"Saya dan Ako tidur di salah satu kamar. Kamar itu seperti penjara saja bagi saya."
Ada kisah menarik yang disampaikan Ir. Ciputra, pendiri Ciputra Group, tentang masa kecilnya di Gorontalo. Sejak usia 6 tahun, bungsu dari tujuh bersaudara ini harus hidup di rumah kakeknya, atau yang disapa Engkong, bersama tante-tante tirinya. Saat merantau ke Gorontalo dari Fujian, Engkong menikahi seorang janda keturunan Tionghoa-Gorontalo yang mempunyai empat putri.
Ciputra kecil mengaku senang ketika harus pergi dari daerah tempat lahirnya, yakni Parigi, ke Gorontalo yang terkenal sebagai kota perdagangan dan pusat pendidikan. Pria kelahiran 24 Agustus 1931 yang akrab disapa Pak Ci ini menyebut Gorontalo sebagai kota perdagangan yang tak kalah dengan Makassar dan Pare-pare. Kala itu, bisnis kakeknya telah berkembang pesat dan bisa membangun rumah besar di Gorontalo.
Baca Juga: Ketika Ciputra Menyaksikan Sang Ayah Diculik Tentara Penjajah
"Rumah Engkong besar, kokoh, dan nyaman. Tapi suasana di dalamnya bagi saya sangat jauh dari tenteram. Itu karena cara didik mereka terhadap anak kecil yang terlampau galak," tulis Pak Ci dalam buku The Entrepreneur, dikutip Kamis (29/5/2025).

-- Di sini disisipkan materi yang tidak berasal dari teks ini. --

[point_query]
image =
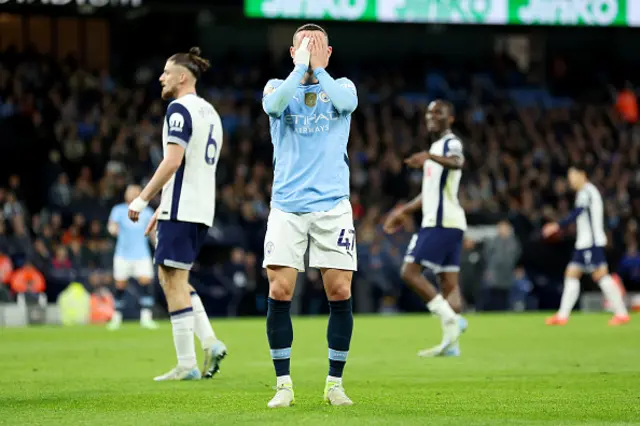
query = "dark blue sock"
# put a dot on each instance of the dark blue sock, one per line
(339, 335)
(280, 334)
(119, 299)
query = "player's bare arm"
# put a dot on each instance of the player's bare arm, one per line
(112, 227)
(276, 99)
(417, 160)
(167, 168)
(342, 95)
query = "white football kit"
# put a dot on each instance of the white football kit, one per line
(438, 244)
(187, 206)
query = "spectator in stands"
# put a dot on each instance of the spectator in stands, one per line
(61, 193)
(501, 255)
(27, 280)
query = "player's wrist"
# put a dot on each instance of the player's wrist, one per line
(138, 204)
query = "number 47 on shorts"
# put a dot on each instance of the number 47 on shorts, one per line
(347, 239)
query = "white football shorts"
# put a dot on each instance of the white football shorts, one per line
(329, 235)
(124, 269)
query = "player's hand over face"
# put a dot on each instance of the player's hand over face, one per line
(549, 229)
(319, 51)
(152, 223)
(417, 160)
(393, 222)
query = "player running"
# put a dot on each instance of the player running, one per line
(310, 116)
(589, 255)
(132, 259)
(192, 139)
(438, 244)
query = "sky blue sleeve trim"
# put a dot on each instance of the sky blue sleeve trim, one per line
(571, 217)
(343, 98)
(338, 355)
(276, 102)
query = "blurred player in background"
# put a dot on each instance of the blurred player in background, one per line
(438, 244)
(589, 254)
(192, 139)
(132, 259)
(310, 117)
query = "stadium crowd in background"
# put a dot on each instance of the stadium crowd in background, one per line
(102, 132)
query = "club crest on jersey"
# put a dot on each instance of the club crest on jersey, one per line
(176, 122)
(310, 99)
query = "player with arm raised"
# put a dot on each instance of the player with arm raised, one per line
(438, 244)
(192, 139)
(589, 255)
(310, 117)
(132, 259)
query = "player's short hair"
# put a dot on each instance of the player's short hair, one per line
(580, 166)
(311, 27)
(450, 108)
(192, 61)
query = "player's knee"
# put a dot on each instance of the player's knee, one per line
(280, 288)
(339, 290)
(144, 281)
(409, 271)
(599, 273)
(572, 272)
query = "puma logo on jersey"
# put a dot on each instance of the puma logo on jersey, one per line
(176, 122)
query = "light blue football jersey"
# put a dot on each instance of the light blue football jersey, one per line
(310, 126)
(131, 243)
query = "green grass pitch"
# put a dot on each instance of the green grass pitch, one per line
(514, 370)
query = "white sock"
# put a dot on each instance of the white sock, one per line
(613, 295)
(456, 345)
(283, 380)
(441, 308)
(333, 379)
(570, 295)
(202, 325)
(182, 325)
(146, 315)
(116, 317)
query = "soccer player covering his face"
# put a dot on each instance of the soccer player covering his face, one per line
(310, 116)
(438, 244)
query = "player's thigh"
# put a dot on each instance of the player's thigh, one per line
(599, 273)
(337, 283)
(143, 271)
(286, 239)
(332, 238)
(435, 248)
(282, 282)
(178, 244)
(450, 289)
(122, 270)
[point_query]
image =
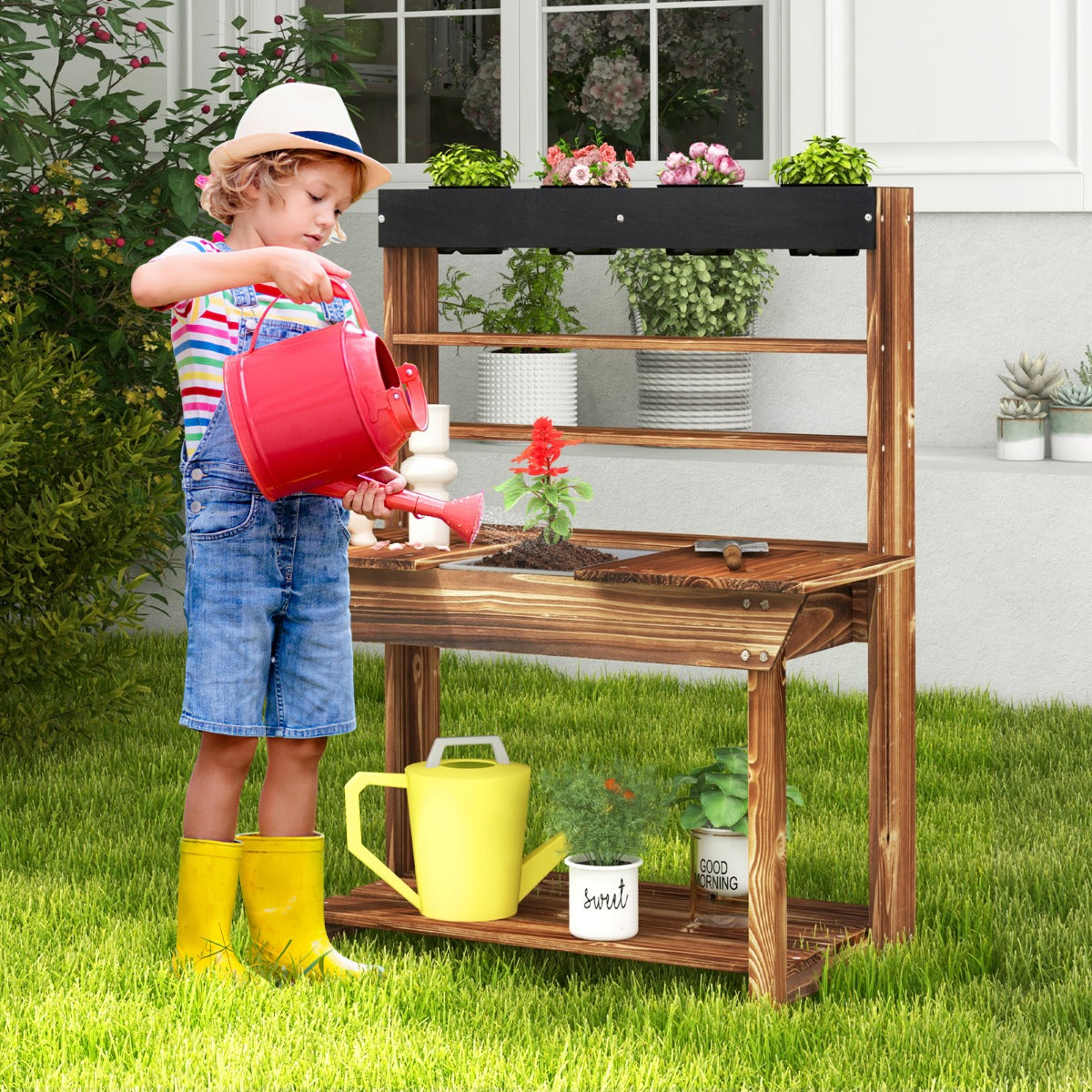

Berbeda dengan kondisi di rumahnya yang sering dimanja oleh sang ibu, Pak Ci mengaku jika tantenya mendidik dia dan kakaknya dengan sangat disiplin, terutama Tante Soei Tjeng Sioe atau sering dipanggil Tante Sioe. Di masa itu, anak kecil yang melakukan kesalahan akan dipukul. Anak-anak tidak boleh berlarian kencang dan menyebabkan kegaduhan; tidak boleh menjatuhkan barang; tidak boleh berkelahi; tidak boleh terlambat bangun; tidak boleh tidak makan dengan benar.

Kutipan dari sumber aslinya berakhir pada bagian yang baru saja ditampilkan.